El golpe de estado y su contexto: desafíos para la acción

El golpe de estado en Brasil y, en general, los retrocesos en el campo de los derechos laborales, humanos y sociales en otros países latinoamericanos como Argentina, exhiben el perfil de una maniobra claramente definida de destrucción del sistema democrático de gobierno, que se vale del uso de un sistema judicial partidista y partidario, perseguidor de sus adversarios.

A esto se agrega un legislativo abierta y descaradamente clasista y enfermo de privilegios y odio antisocial, antipopular y antinacional. Antihumano, para resumir. Aquí ya me voy acercando al eje de estas breves reflexiones. La antihumanidad es lo que más me preocupa.
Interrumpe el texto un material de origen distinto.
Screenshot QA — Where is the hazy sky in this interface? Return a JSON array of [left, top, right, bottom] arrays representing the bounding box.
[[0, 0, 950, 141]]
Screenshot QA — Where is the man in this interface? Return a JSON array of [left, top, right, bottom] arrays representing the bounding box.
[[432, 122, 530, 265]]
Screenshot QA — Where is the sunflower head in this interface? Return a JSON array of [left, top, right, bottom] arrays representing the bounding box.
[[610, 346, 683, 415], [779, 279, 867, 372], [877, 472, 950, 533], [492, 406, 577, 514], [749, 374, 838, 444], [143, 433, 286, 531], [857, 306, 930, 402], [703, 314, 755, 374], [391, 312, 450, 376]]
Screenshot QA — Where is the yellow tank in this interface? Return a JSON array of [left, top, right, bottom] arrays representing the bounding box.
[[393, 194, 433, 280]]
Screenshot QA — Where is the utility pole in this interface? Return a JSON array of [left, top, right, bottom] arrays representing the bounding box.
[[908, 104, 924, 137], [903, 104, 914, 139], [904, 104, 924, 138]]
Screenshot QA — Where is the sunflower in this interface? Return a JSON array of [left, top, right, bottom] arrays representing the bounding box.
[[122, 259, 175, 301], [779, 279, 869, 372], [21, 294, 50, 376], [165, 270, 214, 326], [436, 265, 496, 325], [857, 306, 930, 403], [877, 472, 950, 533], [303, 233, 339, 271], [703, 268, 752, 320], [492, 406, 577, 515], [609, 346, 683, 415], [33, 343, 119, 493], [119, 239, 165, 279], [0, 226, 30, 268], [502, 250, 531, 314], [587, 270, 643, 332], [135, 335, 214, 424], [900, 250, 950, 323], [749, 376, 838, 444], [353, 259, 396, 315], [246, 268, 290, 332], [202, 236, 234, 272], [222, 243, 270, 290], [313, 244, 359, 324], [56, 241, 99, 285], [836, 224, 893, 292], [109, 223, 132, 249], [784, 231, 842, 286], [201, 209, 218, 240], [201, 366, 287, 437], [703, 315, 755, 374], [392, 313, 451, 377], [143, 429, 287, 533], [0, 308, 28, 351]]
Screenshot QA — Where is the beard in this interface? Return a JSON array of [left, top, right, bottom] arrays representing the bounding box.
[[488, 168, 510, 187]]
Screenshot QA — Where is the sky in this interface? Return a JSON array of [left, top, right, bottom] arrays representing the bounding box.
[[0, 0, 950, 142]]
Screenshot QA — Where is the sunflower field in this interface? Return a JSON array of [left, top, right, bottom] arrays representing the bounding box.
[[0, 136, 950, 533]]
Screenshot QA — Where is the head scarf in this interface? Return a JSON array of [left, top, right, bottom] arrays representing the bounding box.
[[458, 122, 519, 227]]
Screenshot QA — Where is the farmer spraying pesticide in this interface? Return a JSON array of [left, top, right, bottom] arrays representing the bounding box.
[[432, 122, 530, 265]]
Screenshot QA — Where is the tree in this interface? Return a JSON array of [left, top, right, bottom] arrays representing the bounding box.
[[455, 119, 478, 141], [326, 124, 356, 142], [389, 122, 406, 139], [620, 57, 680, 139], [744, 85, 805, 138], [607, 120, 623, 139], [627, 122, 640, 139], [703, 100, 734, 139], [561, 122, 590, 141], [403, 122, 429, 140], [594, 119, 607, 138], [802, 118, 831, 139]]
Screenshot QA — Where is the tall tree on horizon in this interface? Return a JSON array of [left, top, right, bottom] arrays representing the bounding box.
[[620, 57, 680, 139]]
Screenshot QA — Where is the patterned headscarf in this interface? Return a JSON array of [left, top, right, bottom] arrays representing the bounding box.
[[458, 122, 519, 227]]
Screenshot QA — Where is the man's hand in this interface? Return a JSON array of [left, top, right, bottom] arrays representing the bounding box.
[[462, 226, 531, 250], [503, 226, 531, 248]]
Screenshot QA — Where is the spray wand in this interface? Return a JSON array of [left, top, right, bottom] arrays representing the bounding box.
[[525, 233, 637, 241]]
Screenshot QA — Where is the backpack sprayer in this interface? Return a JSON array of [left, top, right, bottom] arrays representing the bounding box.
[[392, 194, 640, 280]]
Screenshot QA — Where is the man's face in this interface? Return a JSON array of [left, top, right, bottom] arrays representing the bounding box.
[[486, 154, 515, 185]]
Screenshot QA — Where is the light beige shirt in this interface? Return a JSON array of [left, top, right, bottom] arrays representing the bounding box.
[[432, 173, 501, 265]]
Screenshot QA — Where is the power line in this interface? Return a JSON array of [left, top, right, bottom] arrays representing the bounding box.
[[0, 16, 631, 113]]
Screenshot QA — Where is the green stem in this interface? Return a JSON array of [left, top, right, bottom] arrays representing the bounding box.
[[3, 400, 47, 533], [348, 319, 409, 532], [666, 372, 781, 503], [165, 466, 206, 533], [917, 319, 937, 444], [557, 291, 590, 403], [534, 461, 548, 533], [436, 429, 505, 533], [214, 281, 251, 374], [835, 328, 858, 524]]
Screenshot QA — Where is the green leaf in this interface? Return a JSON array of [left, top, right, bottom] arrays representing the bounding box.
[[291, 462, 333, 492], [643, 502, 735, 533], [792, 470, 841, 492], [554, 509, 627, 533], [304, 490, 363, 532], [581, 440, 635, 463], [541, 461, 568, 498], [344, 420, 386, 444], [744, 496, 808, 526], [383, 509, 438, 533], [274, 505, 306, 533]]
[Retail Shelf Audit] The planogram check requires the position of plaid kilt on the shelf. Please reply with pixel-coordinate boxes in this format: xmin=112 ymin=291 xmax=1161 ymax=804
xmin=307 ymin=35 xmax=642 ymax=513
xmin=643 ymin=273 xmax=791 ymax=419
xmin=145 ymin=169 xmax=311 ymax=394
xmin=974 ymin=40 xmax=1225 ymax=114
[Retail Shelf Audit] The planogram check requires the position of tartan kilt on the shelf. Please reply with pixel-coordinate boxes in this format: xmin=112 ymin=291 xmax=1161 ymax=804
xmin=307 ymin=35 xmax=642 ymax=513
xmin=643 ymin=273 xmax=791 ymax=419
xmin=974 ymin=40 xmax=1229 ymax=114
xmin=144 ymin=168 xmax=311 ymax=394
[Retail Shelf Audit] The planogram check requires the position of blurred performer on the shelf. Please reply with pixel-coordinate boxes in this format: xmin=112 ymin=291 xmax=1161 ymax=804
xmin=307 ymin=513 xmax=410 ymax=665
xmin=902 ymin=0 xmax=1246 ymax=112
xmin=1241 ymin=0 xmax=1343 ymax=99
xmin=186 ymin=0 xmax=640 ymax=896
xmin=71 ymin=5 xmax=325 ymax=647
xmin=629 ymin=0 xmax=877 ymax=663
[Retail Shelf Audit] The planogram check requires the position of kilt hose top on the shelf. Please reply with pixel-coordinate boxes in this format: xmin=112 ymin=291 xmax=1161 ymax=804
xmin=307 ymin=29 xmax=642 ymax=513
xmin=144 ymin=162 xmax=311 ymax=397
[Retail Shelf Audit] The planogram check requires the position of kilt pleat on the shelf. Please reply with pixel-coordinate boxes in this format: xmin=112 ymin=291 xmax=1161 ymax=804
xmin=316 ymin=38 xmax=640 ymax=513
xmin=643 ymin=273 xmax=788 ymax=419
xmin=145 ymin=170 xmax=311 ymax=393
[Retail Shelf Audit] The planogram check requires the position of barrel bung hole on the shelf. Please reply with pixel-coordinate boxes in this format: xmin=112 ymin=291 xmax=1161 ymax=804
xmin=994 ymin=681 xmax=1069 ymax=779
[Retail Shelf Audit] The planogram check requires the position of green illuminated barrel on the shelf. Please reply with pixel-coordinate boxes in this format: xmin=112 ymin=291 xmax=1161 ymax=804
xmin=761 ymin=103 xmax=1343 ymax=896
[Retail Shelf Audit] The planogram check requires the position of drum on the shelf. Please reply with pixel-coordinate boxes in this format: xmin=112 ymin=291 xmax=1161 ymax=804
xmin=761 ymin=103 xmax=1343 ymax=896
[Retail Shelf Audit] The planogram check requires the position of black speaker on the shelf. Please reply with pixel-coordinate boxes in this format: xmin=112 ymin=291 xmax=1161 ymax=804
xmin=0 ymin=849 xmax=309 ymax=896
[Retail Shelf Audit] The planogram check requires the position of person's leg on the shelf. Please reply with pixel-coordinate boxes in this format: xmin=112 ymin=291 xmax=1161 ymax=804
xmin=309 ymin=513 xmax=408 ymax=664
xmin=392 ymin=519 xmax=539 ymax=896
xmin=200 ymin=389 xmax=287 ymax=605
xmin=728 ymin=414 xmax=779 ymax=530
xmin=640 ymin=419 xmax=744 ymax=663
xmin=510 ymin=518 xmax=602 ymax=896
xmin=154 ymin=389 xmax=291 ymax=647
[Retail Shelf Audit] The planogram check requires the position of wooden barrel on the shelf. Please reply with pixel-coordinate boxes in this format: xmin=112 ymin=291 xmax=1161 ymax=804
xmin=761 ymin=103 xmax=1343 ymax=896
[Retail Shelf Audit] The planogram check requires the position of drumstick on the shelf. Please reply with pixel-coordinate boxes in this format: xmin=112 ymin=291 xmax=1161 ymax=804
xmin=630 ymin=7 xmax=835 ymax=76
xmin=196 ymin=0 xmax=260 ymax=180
Estos retrocesos y el golpe en Brasil, suceden en medio de un clima de destrucción de los más elementales principios de conciencia y respeto a la vida humana.

La prensa se encarga de exacerbar y difundir estos relatos, implantando en nuestras cabezas y corazones, en nuestro comportamiento cotidiano, el miedo, la desconfianza, la decepción, la desesperanza, la desesperación. Esta situación se viene consolidando desde por lo menos unos cien años, o un poco más, dando lugar a la formulación, en la sociología, de los conceptos de alienación (Marx), anomia (Durkheim), automatización de la conducta, mecanización del comportamiento, desencantamiento del mundo (Max Weber), entre otros.

Adalberto Barreto, médico psiquiatra y antropólogo creador de la Terapia Comunitaria Integrativa, habla de la fragilización de los vínculos, pérdida de identidad y de autoestima. Es un cuadro extremadamente preocupante. Pero no soy de los que se satisfacen en señalar los males, sino más bien, me cuento entre quienes saben que es el mismo mal el que genera la conciencia y la acción o acciones necesarias para restablecer la normalidad.

En este caso, restituir a la humanidad su propia humanidad. La TCI es un recurso cultural micro-político. En la TCI la persona redescubre su valor, su trayectoria de vida, que se le hace presente constantemente como una fuente inagotable de autoconfianza, autoestima y esperanza en días mejores.

Descubrimos que no necesitamos de ningún gurú o salvador, nadie que venga a sacarnos de nuestras dificultades. Ya sabemos cómo hacerlo. Sólo necesitamos recordarlo, y esto sucede en medio del encuentro con otras personas con las cuales nos encontramos en las ruedas de TCI, en la familia, en la vida cotidiana.

Entonces ya no nos dejamos manipular tan fácilmente por el diario bombardeo de los medios de información. Volvemos a tener ganas de vivir, seguir adelante, encontrar a la gente no como enemigos o adversarios, sino como alguien con quien puedo sumar, ya que nos necesitamos mutuamente. Es una revolución cultural en los espacios micro, el espacio de la propia persona, y las relaciones diarias con quienes convivimos y vamos encontrando.